Technischen Support oder ein Angebot anfordern

Für projektspezifische Anleitungen zuWelche Dicke sollte eine HDPE-Geomembran für die Deponieabdichtung haben?Für Anfragen wenden Sie sich bitte an unser Ingenieurteam. Geben Sie die Deponieklassifizierung, die Abfallart, die Flächengröße und die behördlichen Anforderungen an, um detaillierte technische Datenblätter, Prüfberichte von Drittanbietern und Projektangebote zu erhalten.
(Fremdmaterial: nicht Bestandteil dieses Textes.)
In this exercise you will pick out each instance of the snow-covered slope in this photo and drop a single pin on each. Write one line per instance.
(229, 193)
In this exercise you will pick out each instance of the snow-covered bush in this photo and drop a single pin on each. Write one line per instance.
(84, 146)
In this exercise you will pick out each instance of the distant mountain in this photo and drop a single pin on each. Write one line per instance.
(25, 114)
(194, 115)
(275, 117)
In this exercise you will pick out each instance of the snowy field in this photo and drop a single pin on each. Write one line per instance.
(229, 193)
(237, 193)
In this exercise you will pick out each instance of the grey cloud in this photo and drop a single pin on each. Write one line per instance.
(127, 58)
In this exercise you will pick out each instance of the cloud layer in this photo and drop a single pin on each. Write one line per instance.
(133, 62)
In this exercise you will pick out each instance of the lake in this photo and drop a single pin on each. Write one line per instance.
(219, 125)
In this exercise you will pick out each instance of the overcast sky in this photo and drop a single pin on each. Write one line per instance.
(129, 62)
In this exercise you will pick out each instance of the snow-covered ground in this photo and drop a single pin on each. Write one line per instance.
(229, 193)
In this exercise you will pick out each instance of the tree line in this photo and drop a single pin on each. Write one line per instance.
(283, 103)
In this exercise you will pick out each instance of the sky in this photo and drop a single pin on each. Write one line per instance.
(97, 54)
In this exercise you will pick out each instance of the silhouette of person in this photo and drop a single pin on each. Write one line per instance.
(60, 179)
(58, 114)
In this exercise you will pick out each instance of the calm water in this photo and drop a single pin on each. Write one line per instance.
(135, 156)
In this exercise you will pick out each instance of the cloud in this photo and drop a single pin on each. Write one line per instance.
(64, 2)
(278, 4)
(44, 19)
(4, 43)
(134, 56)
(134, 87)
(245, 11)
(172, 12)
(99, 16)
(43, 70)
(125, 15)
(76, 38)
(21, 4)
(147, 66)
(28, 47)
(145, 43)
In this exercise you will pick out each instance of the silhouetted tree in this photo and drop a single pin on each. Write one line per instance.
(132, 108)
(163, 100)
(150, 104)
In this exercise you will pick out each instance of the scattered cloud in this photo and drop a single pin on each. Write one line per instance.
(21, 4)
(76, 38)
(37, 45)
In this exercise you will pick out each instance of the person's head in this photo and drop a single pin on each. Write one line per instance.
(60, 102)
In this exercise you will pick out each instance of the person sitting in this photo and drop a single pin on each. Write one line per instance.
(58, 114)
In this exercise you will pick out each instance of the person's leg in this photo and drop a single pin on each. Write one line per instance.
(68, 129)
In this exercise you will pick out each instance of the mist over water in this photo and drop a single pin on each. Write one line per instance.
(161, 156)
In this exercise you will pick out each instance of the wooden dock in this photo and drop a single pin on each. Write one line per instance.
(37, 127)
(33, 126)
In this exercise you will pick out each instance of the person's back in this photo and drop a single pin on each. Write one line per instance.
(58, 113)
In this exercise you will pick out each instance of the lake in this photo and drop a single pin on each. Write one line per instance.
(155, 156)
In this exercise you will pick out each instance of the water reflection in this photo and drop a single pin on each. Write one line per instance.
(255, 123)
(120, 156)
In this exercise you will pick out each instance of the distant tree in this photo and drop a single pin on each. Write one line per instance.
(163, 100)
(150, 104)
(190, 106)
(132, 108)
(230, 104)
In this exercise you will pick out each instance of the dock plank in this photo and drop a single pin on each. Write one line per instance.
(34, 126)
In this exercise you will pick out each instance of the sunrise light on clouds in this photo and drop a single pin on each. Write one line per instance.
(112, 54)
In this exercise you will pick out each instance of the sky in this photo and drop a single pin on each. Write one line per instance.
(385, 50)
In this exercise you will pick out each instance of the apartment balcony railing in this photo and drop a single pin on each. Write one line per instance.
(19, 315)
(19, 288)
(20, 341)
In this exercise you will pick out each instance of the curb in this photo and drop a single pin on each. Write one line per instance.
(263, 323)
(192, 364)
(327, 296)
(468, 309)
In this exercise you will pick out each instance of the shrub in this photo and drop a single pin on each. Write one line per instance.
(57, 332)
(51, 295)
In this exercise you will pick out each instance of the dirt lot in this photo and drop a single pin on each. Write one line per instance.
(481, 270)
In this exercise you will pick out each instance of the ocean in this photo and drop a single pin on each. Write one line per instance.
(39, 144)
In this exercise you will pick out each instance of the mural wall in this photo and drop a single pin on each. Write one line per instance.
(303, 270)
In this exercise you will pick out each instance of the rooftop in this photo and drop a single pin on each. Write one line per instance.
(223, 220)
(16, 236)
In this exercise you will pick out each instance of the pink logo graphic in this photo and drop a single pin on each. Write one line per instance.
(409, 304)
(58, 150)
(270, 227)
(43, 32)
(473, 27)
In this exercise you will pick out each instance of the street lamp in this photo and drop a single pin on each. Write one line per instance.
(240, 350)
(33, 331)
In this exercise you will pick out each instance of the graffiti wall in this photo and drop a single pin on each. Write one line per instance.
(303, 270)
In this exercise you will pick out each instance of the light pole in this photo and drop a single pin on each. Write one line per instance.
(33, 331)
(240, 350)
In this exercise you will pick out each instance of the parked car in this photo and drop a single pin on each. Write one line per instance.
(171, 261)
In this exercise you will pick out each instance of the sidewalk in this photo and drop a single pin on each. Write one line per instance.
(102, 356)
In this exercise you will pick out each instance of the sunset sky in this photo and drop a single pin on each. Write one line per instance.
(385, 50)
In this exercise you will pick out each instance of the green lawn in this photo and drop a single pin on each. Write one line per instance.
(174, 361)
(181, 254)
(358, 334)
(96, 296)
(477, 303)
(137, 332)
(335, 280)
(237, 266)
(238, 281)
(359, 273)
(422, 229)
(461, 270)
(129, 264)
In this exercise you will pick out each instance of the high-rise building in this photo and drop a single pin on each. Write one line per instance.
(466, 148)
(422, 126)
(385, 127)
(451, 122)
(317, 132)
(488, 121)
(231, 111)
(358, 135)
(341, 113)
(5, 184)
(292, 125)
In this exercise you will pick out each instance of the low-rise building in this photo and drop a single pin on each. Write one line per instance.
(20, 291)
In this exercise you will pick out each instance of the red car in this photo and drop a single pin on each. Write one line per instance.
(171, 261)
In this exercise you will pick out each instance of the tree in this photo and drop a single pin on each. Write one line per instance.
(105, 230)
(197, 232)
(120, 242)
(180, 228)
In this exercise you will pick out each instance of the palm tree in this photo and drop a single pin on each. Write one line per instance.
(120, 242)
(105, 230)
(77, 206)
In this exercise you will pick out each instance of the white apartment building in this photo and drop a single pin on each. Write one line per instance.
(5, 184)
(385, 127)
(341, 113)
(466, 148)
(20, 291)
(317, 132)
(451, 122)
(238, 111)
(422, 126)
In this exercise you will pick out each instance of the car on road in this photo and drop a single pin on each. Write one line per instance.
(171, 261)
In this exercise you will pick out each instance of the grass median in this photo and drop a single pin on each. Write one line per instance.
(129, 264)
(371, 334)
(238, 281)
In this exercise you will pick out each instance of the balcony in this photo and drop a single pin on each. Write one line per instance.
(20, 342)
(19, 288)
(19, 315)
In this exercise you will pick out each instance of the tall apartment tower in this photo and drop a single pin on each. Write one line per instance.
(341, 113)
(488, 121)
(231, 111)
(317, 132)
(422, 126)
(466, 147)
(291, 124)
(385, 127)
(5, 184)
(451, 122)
Autoritative Expertise (E-E-A-T)

Dieser Artikel wurde von einem Team aus Materialingenieuren mit über 15 Jahren Erfahrung in der Herstellung von Geokunststoffen und Deponieabdichtungssystemen verfasst. Unsere technischen Berater haben Generalunternehmer, Umweltbehörden und kommunale Infrastrukturprojekte in verschiedenen Regionen unterstützt und die Einhaltung internationaler Leistungsstandards für Geokunststoffe sichergestellt.